Unjamming the Airway Epithelium: A Novel Role for Rhinovirus in Asthma Pathogenesis
Citation
Rhodes, Christalyn. 2018. Unjamming the Airway Epithelium: A Novel Role for Rhinovirus in Asthma Pathogenesis. Doctoral dissertation, Harvard University, Graduate School of Arts & Sciences.Abstract
Human rhinoviruses are the leading causes of the common cold, known triggers of asthmatic exacerbations, and are also associated with the development of asthma. Despite many epidemiology studies establishing clear associations between rhinovirus infection and asthma development, the mechanism underlying this relationship has not been elucidated. Evidence suggests that early changes in bronchial epithelial cells play a crucial role in the development of the remodeled asthmatic airway. Physiologically, as normal epithelial layers develop, the cells collectively transition to a quiescent state, characterized by polygonal shaped cells that are caged by their neighbors and therefore immobile; a jammed state. While epithelial cells have the potential to collectively migrate, they have previously been shown to do so only as a feature of tissue level remodeling events that underlie wound repair, cancer metastases or embryogenesis.However, in response to broncho-constriction mimicking compressive stress, the mature epithelial layer unjams in a process which includes collective migration and changes in both the epithelial monolayer geometry and the distribution of cell shapes within that layer. The human bronchial epithelial cell (HBEC) layer from asthmatic donors studied in air liquid interface culture displays both a delayed transition to the jammed state during layer maturation as well as, following this, a prolonged unjammed state following compressive stress. Nevertheless, while delayed onset of the jamming transition has been shown to be a clear feature of cells from asthmatic donors, no known asthmatic triggers have been previously associated with airway epithelial unjamming.

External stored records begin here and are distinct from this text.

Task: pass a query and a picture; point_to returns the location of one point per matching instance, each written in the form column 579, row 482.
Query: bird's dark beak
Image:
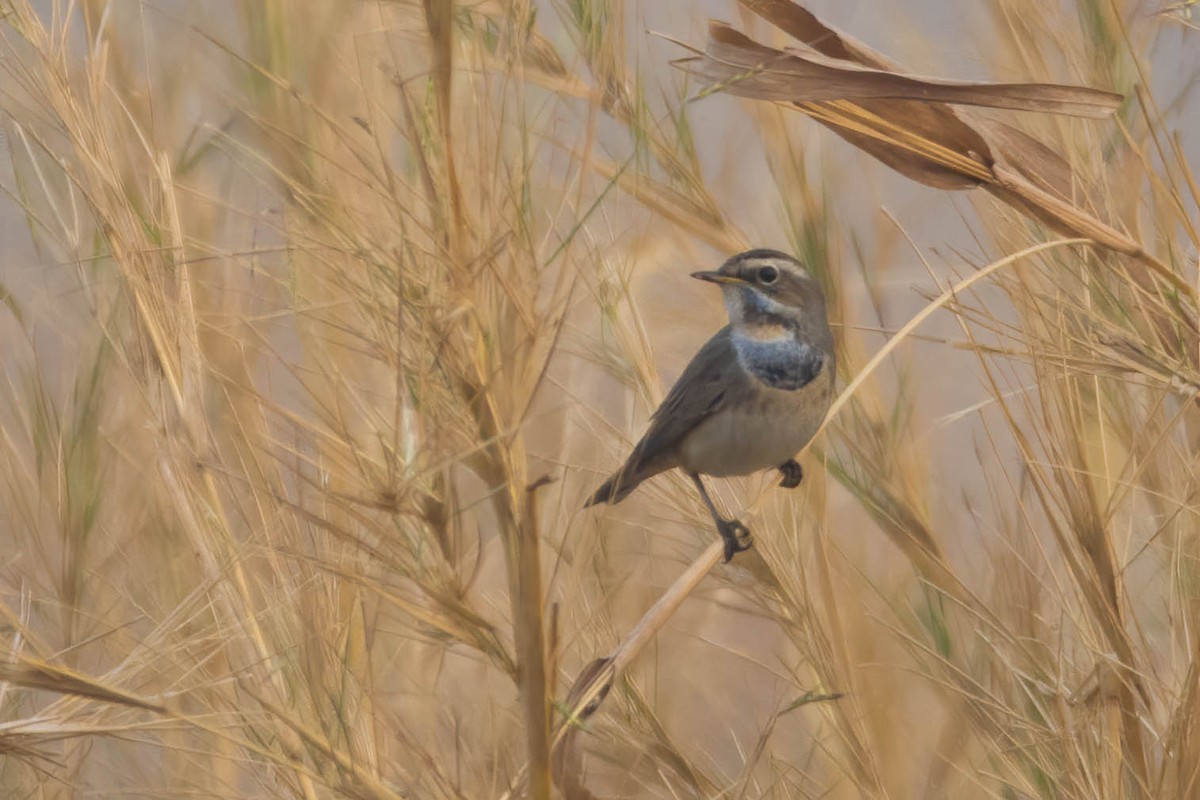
column 713, row 276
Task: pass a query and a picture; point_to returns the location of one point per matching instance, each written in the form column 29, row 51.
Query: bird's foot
column 736, row 536
column 792, row 474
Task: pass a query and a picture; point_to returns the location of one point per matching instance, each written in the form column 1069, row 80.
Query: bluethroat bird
column 754, row 395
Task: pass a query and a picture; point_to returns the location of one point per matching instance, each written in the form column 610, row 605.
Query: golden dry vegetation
column 321, row 320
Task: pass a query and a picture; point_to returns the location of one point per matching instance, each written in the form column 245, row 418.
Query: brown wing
column 703, row 388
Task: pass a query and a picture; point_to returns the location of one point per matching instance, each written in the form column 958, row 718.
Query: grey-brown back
column 712, row 380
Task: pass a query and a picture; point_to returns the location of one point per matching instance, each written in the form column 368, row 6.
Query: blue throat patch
column 780, row 364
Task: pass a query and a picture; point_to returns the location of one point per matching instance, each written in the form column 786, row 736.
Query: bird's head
column 768, row 288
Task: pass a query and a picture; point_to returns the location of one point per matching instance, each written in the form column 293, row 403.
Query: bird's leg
column 792, row 474
column 735, row 535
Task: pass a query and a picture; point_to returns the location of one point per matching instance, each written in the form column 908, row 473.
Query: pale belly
column 756, row 435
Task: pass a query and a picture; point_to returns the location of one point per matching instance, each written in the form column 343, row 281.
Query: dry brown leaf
column 912, row 122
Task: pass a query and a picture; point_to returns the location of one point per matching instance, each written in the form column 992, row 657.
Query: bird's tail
column 616, row 488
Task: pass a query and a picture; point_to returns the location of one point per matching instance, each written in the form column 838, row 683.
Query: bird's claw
column 736, row 537
column 792, row 474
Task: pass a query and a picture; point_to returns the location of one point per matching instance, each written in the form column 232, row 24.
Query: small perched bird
column 754, row 395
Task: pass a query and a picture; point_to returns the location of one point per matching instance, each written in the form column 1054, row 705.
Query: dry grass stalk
column 268, row 429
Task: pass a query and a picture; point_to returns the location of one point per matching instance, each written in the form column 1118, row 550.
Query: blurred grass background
column 300, row 299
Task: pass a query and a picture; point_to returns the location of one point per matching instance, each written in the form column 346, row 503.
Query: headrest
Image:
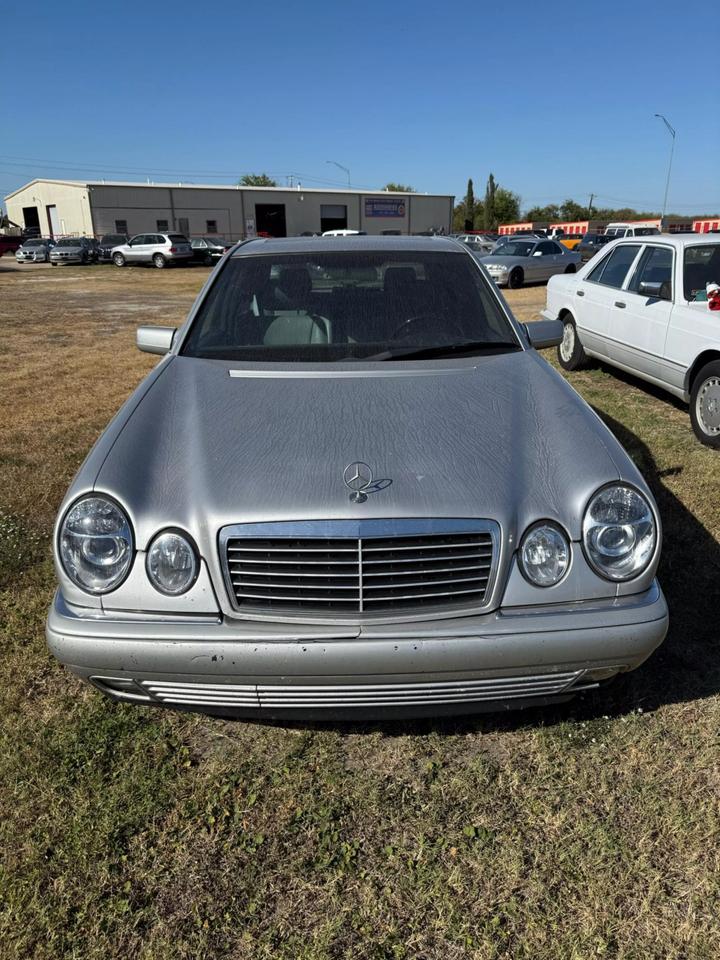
column 399, row 279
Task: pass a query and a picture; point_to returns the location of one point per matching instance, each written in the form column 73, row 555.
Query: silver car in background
column 158, row 249
column 35, row 250
column 529, row 260
column 353, row 488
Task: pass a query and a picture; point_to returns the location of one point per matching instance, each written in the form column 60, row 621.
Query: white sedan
column 640, row 304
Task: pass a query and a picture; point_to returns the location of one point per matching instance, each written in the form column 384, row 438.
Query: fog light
column 172, row 565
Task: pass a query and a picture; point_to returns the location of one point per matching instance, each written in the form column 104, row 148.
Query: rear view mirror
column 155, row 339
column 656, row 289
column 544, row 333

Here, I demonstrate that for cells that are in the mature, jammed state, when infected with human rhinovirus A (RVA), revert back to a fluid-like, migratory unjammed state that has been associated with cells from asthmatic donors. I further show that RVA infection-mediated unjamming can be attenuated by blocking RVA entry with an ICAM-1 receptor inhibitor. I further show that blocking TGFb signaling attenuates the migratory velocities in the induced unjammed phenotype promoted by viral infection.
Our findings introduce, for the first time, viral infection as a potential mechanism by which the phenotype of normal (jammed) epithelial cells transitions to asthmatic-like (unjammed) epithelial cells as a result of rhinovirus A infection.